Our team from Darwin Edge has been evaluating the Nvidia 2D Body Pose Estimation model as part of our product development.
It was recently released as part of the TLT 3.0 (Now TAO)
Our initial bench marking results (published in Towards Data Science - article) seem to suggest that the model we were using before: OpenPifPaf - seems to provide better performance than the Nvidia Body Pose Net model.
We would really appreciate all the recommendations and help on how to improve the model. We are quite keen to use it on Nvidia NX devices.

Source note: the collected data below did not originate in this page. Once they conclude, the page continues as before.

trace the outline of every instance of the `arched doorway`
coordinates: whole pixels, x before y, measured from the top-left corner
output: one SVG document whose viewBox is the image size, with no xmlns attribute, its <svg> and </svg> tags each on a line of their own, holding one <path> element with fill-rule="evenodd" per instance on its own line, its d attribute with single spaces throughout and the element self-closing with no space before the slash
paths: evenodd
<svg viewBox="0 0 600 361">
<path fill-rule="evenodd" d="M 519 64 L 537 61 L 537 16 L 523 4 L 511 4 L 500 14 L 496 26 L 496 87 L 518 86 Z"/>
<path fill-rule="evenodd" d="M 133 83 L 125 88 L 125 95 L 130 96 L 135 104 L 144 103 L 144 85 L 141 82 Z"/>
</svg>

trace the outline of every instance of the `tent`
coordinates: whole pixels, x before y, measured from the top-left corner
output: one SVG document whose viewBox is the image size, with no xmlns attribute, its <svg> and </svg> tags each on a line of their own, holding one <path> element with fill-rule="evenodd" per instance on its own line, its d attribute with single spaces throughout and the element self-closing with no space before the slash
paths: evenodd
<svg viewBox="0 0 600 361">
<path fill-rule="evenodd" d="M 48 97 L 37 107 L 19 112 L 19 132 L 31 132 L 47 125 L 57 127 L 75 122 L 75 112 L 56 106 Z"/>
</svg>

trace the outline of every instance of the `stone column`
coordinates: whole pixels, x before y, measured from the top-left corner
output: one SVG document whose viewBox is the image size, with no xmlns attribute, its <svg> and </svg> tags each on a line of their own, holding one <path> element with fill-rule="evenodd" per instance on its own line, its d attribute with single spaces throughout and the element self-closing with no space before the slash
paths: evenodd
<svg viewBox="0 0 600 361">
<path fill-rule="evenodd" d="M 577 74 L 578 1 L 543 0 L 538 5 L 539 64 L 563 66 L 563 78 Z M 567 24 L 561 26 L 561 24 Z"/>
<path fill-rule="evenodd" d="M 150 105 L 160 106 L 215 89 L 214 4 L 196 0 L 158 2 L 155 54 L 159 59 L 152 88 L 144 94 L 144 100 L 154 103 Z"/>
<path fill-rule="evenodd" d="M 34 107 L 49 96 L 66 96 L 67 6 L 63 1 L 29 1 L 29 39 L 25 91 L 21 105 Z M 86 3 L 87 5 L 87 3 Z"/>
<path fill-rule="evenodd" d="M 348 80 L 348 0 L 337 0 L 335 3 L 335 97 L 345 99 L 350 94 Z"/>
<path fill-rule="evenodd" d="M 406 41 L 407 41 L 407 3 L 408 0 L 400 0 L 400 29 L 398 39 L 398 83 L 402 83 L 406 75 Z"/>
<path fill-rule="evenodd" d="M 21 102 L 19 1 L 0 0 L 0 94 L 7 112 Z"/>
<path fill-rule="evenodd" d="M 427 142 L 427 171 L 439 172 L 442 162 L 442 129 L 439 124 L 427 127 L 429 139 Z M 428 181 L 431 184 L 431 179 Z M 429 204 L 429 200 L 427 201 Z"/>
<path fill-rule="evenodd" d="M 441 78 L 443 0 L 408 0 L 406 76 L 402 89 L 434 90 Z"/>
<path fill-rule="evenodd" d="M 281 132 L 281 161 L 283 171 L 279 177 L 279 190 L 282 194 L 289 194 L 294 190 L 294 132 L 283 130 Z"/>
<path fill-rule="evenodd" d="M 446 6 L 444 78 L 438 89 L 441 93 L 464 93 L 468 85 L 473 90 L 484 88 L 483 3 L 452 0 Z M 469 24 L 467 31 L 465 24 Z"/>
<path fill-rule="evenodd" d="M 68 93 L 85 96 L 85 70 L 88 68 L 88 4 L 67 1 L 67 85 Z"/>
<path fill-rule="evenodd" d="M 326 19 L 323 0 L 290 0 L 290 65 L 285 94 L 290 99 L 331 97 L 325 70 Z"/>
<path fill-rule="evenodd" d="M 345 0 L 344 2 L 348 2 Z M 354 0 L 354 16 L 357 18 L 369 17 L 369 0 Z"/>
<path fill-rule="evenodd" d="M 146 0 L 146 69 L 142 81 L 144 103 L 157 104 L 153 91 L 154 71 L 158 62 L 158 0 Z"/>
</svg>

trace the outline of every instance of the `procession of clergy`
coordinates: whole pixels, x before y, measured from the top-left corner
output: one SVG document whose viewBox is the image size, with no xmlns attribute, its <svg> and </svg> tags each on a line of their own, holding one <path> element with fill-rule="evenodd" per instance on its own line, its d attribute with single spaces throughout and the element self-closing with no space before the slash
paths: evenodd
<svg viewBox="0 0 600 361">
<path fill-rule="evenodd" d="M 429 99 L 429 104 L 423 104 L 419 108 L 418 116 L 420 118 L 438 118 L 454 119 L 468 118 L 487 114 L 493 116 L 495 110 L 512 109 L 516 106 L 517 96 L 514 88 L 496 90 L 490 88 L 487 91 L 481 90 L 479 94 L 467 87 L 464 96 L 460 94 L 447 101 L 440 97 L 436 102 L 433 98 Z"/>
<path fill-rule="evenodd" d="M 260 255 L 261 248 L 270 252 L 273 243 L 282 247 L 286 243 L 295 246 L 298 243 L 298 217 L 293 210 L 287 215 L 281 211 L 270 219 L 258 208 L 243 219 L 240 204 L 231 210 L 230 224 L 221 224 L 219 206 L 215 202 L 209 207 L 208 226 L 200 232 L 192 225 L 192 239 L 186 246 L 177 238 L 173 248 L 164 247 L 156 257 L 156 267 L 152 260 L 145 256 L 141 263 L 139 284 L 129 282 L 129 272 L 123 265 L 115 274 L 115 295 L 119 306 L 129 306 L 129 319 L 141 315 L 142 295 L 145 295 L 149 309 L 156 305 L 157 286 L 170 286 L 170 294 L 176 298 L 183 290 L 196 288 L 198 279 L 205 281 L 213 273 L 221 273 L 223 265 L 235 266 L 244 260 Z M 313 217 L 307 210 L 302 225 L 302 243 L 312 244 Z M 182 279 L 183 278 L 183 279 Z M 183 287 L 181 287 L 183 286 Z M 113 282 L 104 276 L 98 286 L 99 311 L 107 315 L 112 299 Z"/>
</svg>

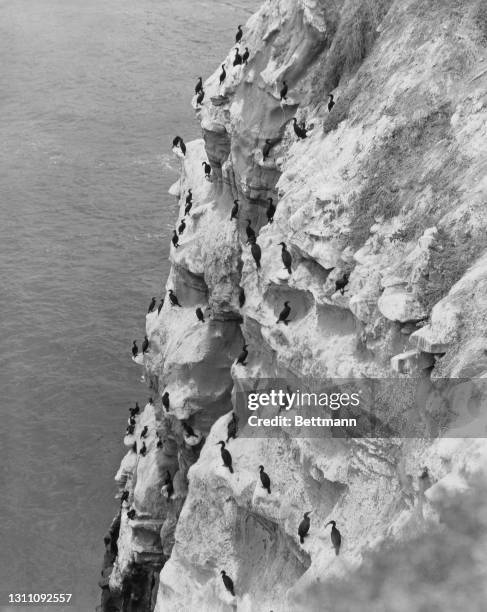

After retraining the pruned model with pth 0.2, you can observe an accuracy of 57.5% AP with multiscale inference. Here are the metrics on COCO validation set:
Average Precision (AP) @[ IoU=0.50:0.95 | area= all | maxDets= 20 ] = 0.575
Average Precision (AP) @[ IoU=0.50 | area= all | maxDets= 20 ] = 0.789
Average Precision (AP) @[ IoU=0.75 | area= all | maxDets= 20 ] = 0.621
Average Precision (AP) @[ IoU=0.50:0.95 | area=medium | maxDets= 20 ] = 0.563
Average Precision (AP) @[ IoU=0.50:0.95 | area= large | maxDets= 20 ] = 0.603
And also, it said that,
You can expect to see a 7-10% AP increase in the area=medium category when going from 224×320 to 288×384 and an additional 7-10% AP when you choose 320×448.
So, you will expect AP increase when going from 288×384 to 368x368.